One of the most important messages is that the p-value cannot tell you if your hypothesis is correct. Instead, it’s the probability of your data given your hypothesis. That sounds tantalizingly similar to “the probability of your hypothesis given your data,” but they’re not the same thing, said Stephen Senn, a biostatistician at the Luxembourg Institute of Health. To understand why, consider this example. “Is the pope Catholic? The answer is yes,” said Senn. “Is a Catholic the pope? The answer is probably not. If you change the order, the statement doesn’t survive.”
A common misconception among nonstatisticians is that p-values can tell you the probability that a result occurred by chance. This interpretation is dead wrong, but you see it again and again and again and again. The p-value only tells you something about the probability of seeing your results given a particular hypothetical explanation — it cannot tell you the probability that the results are true or whether they’re due to random chance. The ASA statement’s Principle No. 2: “P-values do not measure the probability that the studied hypothesis is true, or the probability that the data were produced by random chance alone.”
Nor can a p-value tell you the size of an effect, the strength of the evidence or the importance of a result. Yet despite all these limitations, p-values are often used as a way to separate true findings from spurious ones, and that creates perverse incentives. When the goal shifts from seeking the truth to obtaining a p-value that clears an arbitrary threshold (0.05 or less is considered “statistically significant” in many fields), researchers tend to fish around in their data and keep trying different analyses until they find something with the right p-value, as you can see for yourself in a p-hacking tool we built last year.
Indeed, many of the ASA committee’s members argue in their commentaries that the problem isn’t p-values, just the way they’re used — “failing to adjust them for cherry picking, multiple testing, post-data subgroups and other biasing selection effects,” as Deborah Mayo, a philosopher of statistics at Virginia Tech, puts it. When p-values are treated as a way to sort results into bins labeled significant or not significant, the vast efforts to collect and analyze data are degraded into mere labels, said Kenneth Rothman, an epidemiologist at Boston University.
The 20 commentaries published with the ASA statement present a range of ideas about where to go from here. Some committee members argued that there should be a move to rely more on other measures, such as confidence intervals or Bayesian analyses. Others felt that switching to something else would only shift the problem around. “The solution is not to reform p-values or to replace them with some other statistical summary or threshold,” wrote Columbia University statistician Andrew Gelman, “but rather to move toward a greater acceptance of uncertainty and embracing of variation.”
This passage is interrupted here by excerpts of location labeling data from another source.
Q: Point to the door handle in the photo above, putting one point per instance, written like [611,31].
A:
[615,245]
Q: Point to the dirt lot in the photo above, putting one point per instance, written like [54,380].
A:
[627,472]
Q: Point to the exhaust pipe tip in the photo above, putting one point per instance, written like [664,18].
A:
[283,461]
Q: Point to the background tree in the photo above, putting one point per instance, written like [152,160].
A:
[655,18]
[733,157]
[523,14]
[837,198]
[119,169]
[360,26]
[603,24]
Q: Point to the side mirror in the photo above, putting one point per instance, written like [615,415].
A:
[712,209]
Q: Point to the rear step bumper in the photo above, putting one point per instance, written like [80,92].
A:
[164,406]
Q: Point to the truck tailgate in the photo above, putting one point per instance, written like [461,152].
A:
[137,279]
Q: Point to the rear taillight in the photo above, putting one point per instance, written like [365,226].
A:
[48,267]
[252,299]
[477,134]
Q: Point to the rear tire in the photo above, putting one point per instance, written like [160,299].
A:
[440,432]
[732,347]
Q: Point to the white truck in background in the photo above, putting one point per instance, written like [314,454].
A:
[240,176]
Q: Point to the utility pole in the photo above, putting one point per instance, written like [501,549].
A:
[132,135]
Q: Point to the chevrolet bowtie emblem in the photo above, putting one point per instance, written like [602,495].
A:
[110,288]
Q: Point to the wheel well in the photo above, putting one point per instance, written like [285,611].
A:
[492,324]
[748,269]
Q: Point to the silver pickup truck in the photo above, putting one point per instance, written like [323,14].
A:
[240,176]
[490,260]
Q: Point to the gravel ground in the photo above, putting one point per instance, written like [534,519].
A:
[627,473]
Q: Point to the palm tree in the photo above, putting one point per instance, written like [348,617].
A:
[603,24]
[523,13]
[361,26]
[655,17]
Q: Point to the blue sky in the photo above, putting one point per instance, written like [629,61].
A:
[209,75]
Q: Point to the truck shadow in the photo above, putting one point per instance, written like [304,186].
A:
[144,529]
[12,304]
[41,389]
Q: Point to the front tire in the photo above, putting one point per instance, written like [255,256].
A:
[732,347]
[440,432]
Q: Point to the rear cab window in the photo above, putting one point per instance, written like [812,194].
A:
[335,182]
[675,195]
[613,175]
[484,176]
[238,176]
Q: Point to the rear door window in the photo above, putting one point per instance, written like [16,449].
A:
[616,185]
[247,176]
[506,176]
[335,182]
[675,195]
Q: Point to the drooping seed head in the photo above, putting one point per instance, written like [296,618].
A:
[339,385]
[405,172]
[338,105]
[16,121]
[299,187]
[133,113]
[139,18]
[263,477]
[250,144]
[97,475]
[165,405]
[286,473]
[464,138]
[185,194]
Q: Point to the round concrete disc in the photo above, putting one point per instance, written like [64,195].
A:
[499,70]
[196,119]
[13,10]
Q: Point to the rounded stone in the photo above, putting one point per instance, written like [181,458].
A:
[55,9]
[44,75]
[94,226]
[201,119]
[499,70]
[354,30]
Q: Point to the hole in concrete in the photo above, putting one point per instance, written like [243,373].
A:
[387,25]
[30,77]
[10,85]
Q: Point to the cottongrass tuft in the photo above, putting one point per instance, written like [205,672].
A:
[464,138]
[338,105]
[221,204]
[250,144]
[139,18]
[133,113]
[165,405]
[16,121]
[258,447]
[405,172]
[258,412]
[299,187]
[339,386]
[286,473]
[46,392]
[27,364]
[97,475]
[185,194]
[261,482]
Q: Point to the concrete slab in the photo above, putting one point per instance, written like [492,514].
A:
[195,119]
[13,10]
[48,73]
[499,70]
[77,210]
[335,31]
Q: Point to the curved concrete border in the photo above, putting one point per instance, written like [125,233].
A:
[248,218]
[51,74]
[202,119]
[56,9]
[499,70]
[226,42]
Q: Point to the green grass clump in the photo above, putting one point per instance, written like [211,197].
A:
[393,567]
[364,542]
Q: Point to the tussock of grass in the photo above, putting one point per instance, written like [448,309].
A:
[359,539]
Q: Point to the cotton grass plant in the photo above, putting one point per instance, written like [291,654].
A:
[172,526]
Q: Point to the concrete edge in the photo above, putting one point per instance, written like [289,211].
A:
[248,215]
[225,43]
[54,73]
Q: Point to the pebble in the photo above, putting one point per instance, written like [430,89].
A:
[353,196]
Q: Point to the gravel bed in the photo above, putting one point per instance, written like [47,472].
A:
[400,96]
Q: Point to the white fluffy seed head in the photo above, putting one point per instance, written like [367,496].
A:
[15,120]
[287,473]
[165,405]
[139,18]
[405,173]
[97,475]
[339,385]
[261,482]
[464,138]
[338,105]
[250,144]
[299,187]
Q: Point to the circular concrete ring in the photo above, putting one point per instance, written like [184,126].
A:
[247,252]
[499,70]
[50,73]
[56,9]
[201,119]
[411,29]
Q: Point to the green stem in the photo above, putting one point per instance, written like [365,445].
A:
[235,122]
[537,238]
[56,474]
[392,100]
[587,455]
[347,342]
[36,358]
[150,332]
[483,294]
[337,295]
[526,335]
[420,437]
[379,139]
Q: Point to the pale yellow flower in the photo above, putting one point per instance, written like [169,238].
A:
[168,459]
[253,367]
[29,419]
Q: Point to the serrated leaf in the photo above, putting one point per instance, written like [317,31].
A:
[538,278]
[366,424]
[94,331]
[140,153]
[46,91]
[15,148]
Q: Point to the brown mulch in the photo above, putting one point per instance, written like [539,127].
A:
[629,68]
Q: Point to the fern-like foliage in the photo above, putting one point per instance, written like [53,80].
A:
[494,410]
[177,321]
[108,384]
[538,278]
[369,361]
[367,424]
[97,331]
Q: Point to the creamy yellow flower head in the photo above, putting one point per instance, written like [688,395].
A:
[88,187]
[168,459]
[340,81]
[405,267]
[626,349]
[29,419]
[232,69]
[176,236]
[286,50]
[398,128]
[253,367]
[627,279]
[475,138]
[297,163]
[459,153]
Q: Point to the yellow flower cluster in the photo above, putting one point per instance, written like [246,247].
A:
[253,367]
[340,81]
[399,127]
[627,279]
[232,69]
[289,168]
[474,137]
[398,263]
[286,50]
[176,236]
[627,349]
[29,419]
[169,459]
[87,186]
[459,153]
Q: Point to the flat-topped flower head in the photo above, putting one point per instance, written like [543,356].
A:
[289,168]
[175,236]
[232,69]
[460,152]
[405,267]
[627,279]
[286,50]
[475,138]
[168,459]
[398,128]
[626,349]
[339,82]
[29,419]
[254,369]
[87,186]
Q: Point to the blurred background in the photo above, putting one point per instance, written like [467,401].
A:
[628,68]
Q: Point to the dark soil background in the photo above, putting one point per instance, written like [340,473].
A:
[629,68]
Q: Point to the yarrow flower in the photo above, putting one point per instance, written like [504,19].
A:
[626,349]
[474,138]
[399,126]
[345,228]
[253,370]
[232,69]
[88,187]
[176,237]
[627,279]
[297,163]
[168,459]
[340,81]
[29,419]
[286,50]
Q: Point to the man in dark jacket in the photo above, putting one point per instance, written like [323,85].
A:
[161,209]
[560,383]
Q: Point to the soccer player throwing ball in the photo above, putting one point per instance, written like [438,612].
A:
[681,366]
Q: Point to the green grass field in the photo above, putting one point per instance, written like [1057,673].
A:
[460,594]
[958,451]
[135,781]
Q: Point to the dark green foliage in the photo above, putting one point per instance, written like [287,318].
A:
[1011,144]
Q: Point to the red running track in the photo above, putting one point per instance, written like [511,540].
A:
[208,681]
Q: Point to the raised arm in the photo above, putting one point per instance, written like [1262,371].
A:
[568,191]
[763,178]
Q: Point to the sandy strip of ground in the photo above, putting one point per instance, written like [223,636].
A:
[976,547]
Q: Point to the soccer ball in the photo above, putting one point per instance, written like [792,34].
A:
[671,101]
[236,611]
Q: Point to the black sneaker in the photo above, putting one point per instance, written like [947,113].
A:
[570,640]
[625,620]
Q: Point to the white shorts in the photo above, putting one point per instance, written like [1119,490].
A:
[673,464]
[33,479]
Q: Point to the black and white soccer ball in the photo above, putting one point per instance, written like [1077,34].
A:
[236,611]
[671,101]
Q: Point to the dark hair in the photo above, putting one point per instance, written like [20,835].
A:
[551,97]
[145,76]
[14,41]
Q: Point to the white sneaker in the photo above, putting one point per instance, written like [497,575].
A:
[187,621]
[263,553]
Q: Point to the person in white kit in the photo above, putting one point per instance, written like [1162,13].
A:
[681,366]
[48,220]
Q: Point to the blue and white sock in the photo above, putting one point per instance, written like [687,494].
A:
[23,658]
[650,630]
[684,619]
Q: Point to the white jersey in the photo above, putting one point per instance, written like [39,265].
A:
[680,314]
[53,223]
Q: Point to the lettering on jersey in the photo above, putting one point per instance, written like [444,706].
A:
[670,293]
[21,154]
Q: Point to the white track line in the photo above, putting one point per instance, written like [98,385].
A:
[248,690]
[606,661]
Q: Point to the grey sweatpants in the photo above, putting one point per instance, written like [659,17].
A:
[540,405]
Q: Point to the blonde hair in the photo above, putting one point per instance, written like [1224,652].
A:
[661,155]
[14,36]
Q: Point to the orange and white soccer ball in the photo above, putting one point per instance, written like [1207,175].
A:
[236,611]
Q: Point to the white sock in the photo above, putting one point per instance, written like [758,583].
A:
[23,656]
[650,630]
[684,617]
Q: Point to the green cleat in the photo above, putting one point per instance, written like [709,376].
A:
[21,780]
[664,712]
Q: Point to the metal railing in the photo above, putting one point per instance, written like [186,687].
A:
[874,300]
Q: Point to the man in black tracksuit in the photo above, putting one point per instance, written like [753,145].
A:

If there’s one takeaway from the ASA statement, it’s that p-values are not badges of truth and p < 0.05 is not a line that separates real results from false ones. They’re simply one piece of a puzzle that should be considered in the context of other evidence.
This story began with a haiku from one of the p-value document’s companion responses; let’s end it with a limerick by University of Michigan biostatistician Roderick Little.
In statistics, one rule did we cherish:
P point oh five we publish, else perish!
Said Val Johnson, “that’s out of date, Our studies don’t replicate
P point oh oh five, then null is rubbish!”
CORRECTION (March 7, 11:05 a.m.): An earlier version of this article misstated the university where Deborah Mayo is a professor. She teaches at Virginia Tech, not the University of Pennsylvania.